“Such love has no fear, because perfect love expels all fear. If we are afraid, it is for fear of punishment, and this shows that we have not fully experienced His perfect love. We love each other because He loved us first.” 1 John 4:18-19 NLT
When a man and woman get married, they are normally in a place where they love each other a great deal and have no trouble making intentional effort to show that love in tangible ways. This is what many folks call the “honeymoon stage”, where everything in their relationship seems to be clicking on all cylinders.
But as anyone who is married knows, those “feelings of love” – as necessary and good as they are - those feelings alone cannot sustain a marriage relationship in the long run. There must be something deeper than feelings if you and your spouse are going to truly flourish in marriage as God intended!
I was talking with a young couple recently who have been through a hard season in the last few years of their marriage. By God’s grace, they are working through the issues, and continuing to grow as a couple. It has been great seeing the Lord do His transforming work in both of them!
A few weeks back, the husband said something about the reason he loved his wife. What he shared was so good. I got his permission to share it with you. Here is what he said:
When my wife would ask me why I loved her, my answer was "Because I love God". The thinking behind those words is not to discount her beauty, her compassion, and all the other wonderful attributes she has. Instead, it comes from knowing that if I focused only on her "good" attributes, then I would leave room for my love for her to change as those attributes inevitably change.

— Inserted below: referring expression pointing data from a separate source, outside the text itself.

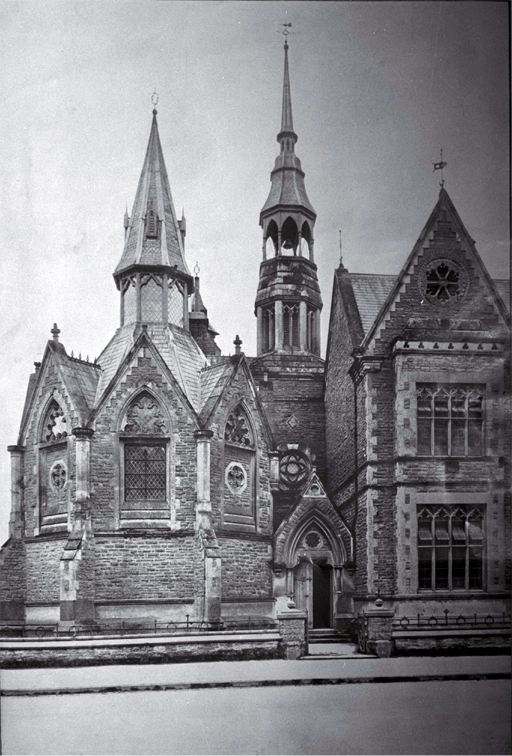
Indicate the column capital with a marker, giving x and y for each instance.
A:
(203, 434)
(15, 449)
(82, 432)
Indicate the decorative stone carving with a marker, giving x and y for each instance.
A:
(237, 428)
(54, 427)
(236, 478)
(144, 416)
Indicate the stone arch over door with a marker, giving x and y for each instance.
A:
(312, 550)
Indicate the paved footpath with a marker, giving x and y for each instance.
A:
(306, 671)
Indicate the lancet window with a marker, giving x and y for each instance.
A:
(450, 548)
(450, 419)
(291, 325)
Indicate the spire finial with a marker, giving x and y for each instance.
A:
(154, 100)
(439, 167)
(55, 332)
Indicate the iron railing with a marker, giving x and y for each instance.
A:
(123, 627)
(453, 621)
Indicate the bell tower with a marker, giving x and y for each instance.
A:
(288, 301)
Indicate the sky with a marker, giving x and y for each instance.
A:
(378, 88)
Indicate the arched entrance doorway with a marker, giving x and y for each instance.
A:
(316, 576)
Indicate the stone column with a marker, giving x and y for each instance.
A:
(260, 339)
(83, 483)
(16, 519)
(203, 503)
(185, 307)
(279, 325)
(138, 294)
(211, 610)
(303, 325)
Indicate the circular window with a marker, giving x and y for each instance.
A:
(236, 478)
(294, 468)
(58, 476)
(313, 540)
(443, 282)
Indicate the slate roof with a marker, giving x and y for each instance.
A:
(153, 192)
(213, 381)
(177, 348)
(371, 291)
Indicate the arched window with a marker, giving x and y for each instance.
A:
(144, 462)
(291, 329)
(151, 223)
(268, 329)
(54, 469)
(310, 325)
(238, 510)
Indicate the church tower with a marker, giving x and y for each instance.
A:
(288, 301)
(288, 368)
(152, 274)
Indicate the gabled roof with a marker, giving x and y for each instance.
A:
(165, 247)
(79, 379)
(375, 294)
(177, 348)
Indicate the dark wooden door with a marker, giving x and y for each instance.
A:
(321, 595)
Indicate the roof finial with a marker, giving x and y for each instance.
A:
(439, 167)
(154, 100)
(285, 33)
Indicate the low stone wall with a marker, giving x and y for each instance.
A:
(212, 647)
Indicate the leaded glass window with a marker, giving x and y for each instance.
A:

However, if I focused on the reason that I love my wife as this: that God, whom I love, and who loves me regardless of circumstances, gave her to me to love her in the same way. Then no matter the season, I can always love my wife. Youth, beauty, financial stability, respect level, health, and attitude are not the main reasons I love her, because if they were, then I would love her less anytime she misses those marks. But when my reason is truly anchored in my love of God, that enables me to love her the same, both when those things are present and when they are not. (1)

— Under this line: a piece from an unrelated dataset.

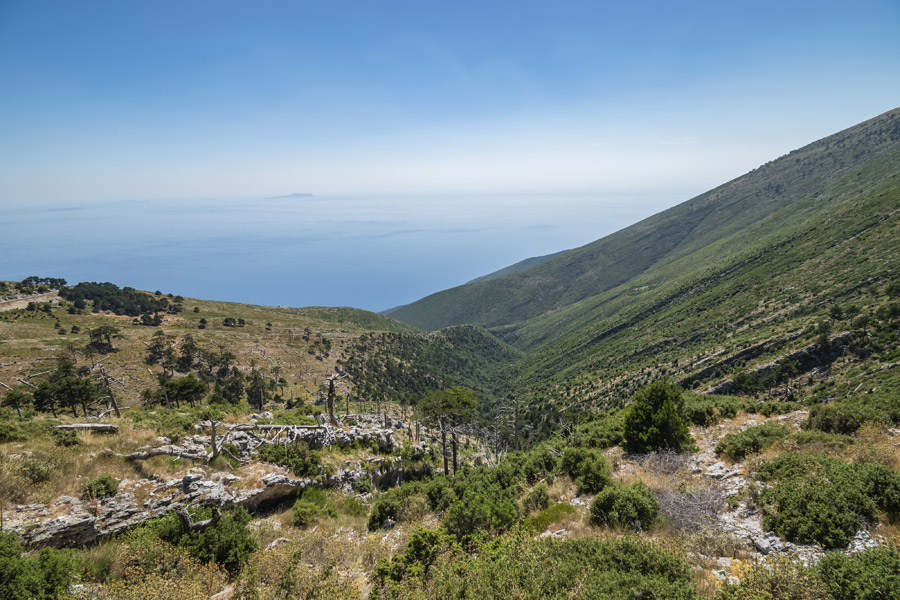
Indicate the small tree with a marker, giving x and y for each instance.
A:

There is a lot to ponder from what this husband shared. But let me just add a couple of main thoughts from his reason for loving his bride.
First, his reasoning follows the same thought as 1 John 4:19 that was shared earlier: “We love each other because He (God) loved us first”. It is only as a person is born-again into a relationship with Jesus that he or she can fully understand the depth of God’s love for us. When we were His enemies, Jesus chose to die in our place. God the Father gave the greatest gift of His Son so that we could be reconciled, redeemed, and adopted into His forever family. None of us can truly love our spouse in sacrificial, Christ-like ways unless we have experienced the incredible love and forgiveness of God. We cannot give out what we have not received.
But secondly, we, like this husband, must make the daily choice to love our spouse, not based on what they have done or not done, but based on obedience to God. Jesus does not call us to have a “50/50 marriage” where I only do my 50% when I think my spouse is doing their 50%. We are called to give, serve, and sacrifice in marriage as a Christ-like example of the ways that Jesus gave, served, and sacrificed for me.
In case you are thinking, “I don’t think I can consistently make that daily choice.” – I agree! Without the power of the Holy Spirit working in me and a community of Christ-followers encouraging me, I will not be able to live out that kind of love.
In regard to loving in this way, Romans 5:5 has always been a real source of encouragement to me: “And hope does not put us to shame, because God’s love has been poured out into our hearts through the Holy Spirit, who has been given to us.” Did you get that? God’s love has not just been sprinkled on our hearts, but poured into our hearts by the Spirit of God that lives in us. He gives us the power to love our spouse when it feels we are getting nothing in return. And do so, not reluctantly, but with joy!
So, here’s the question: If your spouse asked you why you love them, what would you say? I encourage you to take time to re-read this post and ask God to help you as you ponder how to answer. May the Lord Himself truly give you a love for your spouse that is not dependent on their performance, but is solidly grounded in God’s overwhelming and never-ending love for you!
1) Please ponder and pray about the question, “Why do you love your spouse?” After you have had some time, how would you answer that question? And has your answer changed now based on what the Scripture says and what was shared in this post?
2) If you can honestly say you have a hard time loving your spouse in this way, what are some steps you could take go grow in this? Who is a mature, same-gender Christ-follower who you could ask to walk alongside you to help you grow in this?
3) Write out a prayer to God below, expressing the desire of your heart in loving your spouse.